This forced it to break cover on Monday to warn that the combination of massive domestic indebtedness, to the tune £1 trillion, and a slowdown of the world economy could bring catastrophe to Britain.

The Bank warned that massive personal and company debts ‘could prove difficult to pay off’ if the economy ‘stutters’.

It warned that banks could cause a long-term ‘domino effect’ by calling in loans if they became jittery about the economy, meaning that the entire pack of cards that makes up British capitalism could collapse.

The fact that the most successful British company is a bookmaker sums up the ‘virtual’ state of the British economy. The Brown, Blair government has been allowing manufacturing industry to collapse, and encouraging the export of jobs, seeing the future lying with bookmakers and casinos.

‘Prudence’ Brown has been a not so secret gambler of massive proportions.

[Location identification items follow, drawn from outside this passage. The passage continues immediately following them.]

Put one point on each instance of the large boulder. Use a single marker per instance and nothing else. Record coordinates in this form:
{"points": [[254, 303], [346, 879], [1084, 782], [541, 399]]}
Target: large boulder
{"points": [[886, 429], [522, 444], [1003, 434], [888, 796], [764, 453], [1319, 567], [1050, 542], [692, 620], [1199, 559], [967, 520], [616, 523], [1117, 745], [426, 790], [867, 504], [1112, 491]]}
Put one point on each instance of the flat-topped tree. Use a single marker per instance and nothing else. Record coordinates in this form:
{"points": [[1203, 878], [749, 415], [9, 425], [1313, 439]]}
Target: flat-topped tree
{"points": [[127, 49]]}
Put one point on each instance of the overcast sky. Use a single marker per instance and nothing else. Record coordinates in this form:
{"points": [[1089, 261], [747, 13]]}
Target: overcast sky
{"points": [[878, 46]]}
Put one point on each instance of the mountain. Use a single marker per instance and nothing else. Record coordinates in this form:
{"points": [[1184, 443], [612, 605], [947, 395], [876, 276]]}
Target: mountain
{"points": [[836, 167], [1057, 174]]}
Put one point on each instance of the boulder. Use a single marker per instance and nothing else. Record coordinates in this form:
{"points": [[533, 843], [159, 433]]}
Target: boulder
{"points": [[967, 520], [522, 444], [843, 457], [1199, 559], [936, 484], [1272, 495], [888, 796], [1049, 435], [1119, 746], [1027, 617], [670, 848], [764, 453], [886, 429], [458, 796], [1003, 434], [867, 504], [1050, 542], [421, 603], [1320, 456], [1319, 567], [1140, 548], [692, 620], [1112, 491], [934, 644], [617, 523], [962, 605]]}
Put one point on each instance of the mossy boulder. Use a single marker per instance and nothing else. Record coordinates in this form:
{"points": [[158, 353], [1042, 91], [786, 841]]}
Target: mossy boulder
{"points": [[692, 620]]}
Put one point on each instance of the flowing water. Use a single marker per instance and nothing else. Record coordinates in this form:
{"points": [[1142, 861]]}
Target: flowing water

He has encouraged the biggest trade deficits that British capitalism has ever seen by supplying the middle class with cheap credit, and telling it to spend, spend and spend, to keep the capitalist economy going. To do so the middle class has put itself wholly under the thumb of the banks.

Brown was gambling that a further growth of the world capitalist economy would allow the tight rope walker to remain on the high wire, but now he faces some very turbulent winds indeed.

The Bank of England is worried that the banks are going to call in their billions of loans because of their growing conviction that if they don’t get it back now they never will.

The situation of the price of basic raw materials shows just why they are scared. They are all now rising rapidly, with the price of oil taking the lead. It has now tripled to $60 dollars a barrel.

The oil price is a real hostage to the class struggle, with the IFW World Economic Institute warning that the price of oil could rocket to over $100 a barrel. This could see petrol at £10 a gallon and going upwards.

These warnings have a rock solid basis. There is the war in Iraq. The US estimates that it could last another 12 years, locking Iraqi oil out of the world market for that period.

Then there is the situation in Saudi Arabia where at any moment Al-Qaeda insurgents could deal a body blow by destroying a section of the oil fields.

Then there is the situation in Iran where the new president is calling for a restoration of the ideals of the 1979 revolution, and for the millions of the Iranian poor to receive a share of the oil wealth.

Then there are the worries about the situation in Russia, and in Afghanistan where the upsurge in fighting endangers oil pipelines from the Caspian Sea to the west.

In early 1973 under the Heath government a massive increase in oil prices led to a three day week in Britain.

That was just an anticipation of the crisis that is emerging today, which is now threatening millions of jobs.

There is only one way out of this crisis. That is for the trade unions to take action to bring down the Blair government and to bring in a workers’ government.

That government must then nationalise the banks, abolish the £1 trillion of debt, and organise a planned socialist economy based on satisfying people’s needs. Part of the establishment of this economy will see the nationalisation of the gas and oil companies under workers’ control.

A workers’ government will also establish a fraternal relationship with the Arab and Iranian peoples, by withdrawing all troops from Iraq and helping to establish the state of Palestine. This fraternal relationship will replace the threats, the wars and the oil stealing occupations of the imperialist powers, and create the conditions for resolving all of the issues concerning the supply of oil.

This is the only way out of the crisis.